Multiple SCSI command failures were logged with host statuses:
Sense code 0x6/0x29/0x00:
2025-07-19T00:00:06.394Z In(182) vmkernel: cpu30:2097301)ScsiDeviceIO: 13394: Task mgmt request issued to device naa.600507################00000000 is stuck (WorldID 2097224, Cmd 0x89, CmdSN c5dcc4). Issuing yellow notification to the application
2025-07-19T00:00:12.833Z In(182) vmkernel: cpu6:16065429)NMP: nmp_ThrottleLogForDevice:3898: H:0x5 D:0x0 P:0x0 . Act:NONE. cmdId.initiator=0x4538f3c9bb58 CmdSN 0x0
2025-07-19T00:00:12.833Z In(182) vmkernel: cpu2:2097262)ScsiDeviceIO: 4633: Cmd(0x45d94f039140) 0x88, CmdSN 0xffffdf8a41eb9d80 from world 2102628 to dev "naa.600507################00000000" failed H:0x2 D:0x0 P:0x0
2025-07-19T00:00:12.833Z In(182) vmkernel: cpu5:2097242)ScsiDeviceIO: 4605: Cmd(0x45d94f09a940) 0x88, cmdId.initiator=0x430ba92b0900 CmdSN 0xffffdf8a2ceb77c0 from world 2102628 to dev "naa.600507################00000000" failed H:0x8 D:0x0 P:0x0 Cancelled from driver layer
2025-07-19T00:00:12.834Z In(182) vmkernel: cpu32:2097947)NMP: nmp_ThrottleLogForDevice:3893: Cmd 0xa3 (0x45b951f296c0, 0) to dev "naa.600507################000000000" on path "vmhba64:C1:T1:L0" Failed:2025-07-19T00:00:12.834Z In(182) vmkernel: cpu32:2097947)NMP: nmp_ThrottleLogForDevice:3898: H:0x0 D:0x2 P:0x0 Valid sense data: 0x6 0x29 0x0. Act:NONE. cmdId.initiator=0x4538f3c9bbc8 CmdSN 0x0
VMware ESXi 7.x
VMware ESXi 8.x
The issue occurred due to transient loss of connectivity between the ESXi host and its iSCSI datastore caused by path flapping. This led to:
I/O command timeouts, aborts, or resets
Loss of VMDK file lock ownership by the ESXi host
Guest VMs becoming unresponsive or powered off by vCenter to prevent potential data corruption
To resolve and prevent recurrence of this issue, follow these steps:
Review Storage Array Connectivity
Engage your storage vendor to investigate the cause of repeated iSCSI path flapping.

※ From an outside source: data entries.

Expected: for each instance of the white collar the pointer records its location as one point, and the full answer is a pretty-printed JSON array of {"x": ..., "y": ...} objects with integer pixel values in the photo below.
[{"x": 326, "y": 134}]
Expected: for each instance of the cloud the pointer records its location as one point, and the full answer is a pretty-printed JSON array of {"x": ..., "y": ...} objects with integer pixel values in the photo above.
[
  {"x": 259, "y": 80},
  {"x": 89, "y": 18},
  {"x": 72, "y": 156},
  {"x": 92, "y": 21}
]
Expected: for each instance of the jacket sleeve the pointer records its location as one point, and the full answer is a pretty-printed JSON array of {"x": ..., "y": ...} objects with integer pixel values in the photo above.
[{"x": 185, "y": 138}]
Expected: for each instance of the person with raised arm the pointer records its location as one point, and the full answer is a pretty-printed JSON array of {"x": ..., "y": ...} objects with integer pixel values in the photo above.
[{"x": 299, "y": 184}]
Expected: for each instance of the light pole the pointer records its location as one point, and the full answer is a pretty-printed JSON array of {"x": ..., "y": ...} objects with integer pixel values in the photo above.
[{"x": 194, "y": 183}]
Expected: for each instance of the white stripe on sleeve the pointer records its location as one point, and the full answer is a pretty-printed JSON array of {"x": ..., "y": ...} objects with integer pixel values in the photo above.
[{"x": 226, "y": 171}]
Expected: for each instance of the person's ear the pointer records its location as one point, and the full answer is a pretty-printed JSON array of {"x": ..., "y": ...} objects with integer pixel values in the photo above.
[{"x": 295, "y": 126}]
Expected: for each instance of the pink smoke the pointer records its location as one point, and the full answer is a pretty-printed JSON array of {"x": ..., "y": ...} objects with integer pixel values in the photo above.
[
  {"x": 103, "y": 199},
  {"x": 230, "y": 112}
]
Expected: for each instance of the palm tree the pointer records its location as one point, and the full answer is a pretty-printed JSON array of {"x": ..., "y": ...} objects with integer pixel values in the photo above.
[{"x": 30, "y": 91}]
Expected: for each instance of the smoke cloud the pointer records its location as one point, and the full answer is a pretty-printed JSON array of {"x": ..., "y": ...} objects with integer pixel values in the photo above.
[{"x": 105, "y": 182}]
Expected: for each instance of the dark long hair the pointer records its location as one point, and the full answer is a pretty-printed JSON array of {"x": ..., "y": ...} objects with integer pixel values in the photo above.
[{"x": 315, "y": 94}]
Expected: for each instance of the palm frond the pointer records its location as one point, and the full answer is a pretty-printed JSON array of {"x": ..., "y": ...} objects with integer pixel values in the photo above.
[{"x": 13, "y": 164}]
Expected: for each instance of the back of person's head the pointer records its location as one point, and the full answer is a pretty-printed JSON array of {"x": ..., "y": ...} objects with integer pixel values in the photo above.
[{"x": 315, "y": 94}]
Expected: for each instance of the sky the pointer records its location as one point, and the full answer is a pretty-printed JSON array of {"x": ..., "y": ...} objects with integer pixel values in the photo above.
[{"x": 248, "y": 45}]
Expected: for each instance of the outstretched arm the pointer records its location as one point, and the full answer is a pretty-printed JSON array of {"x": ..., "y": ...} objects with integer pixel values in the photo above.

Review array-side logs for signs of port errors, resets, or failovers.
Validate VMkernel Port Configuration
Ensure the number of VMkernel ports used for iSCSI does not exceed the number of physical NICs.
Avoid overprovisioning software iSCSI paths without sufficient physical NICs.
Check MTU Consistency
Ensure MTU (e.g., 1500 or 9000) is uniformly configured across all iSCSI network components (VMkernel ports, physical switches, storage ports).
Follow Best Practices
Refer to Broadcom/VMware networking best practices for software iSCSI: Broadcom KB: Networking Best Practices for iSCSI
Collect a TCP dump during the failure window.
Share the capture with your storage vendor for packet-level diagnosis.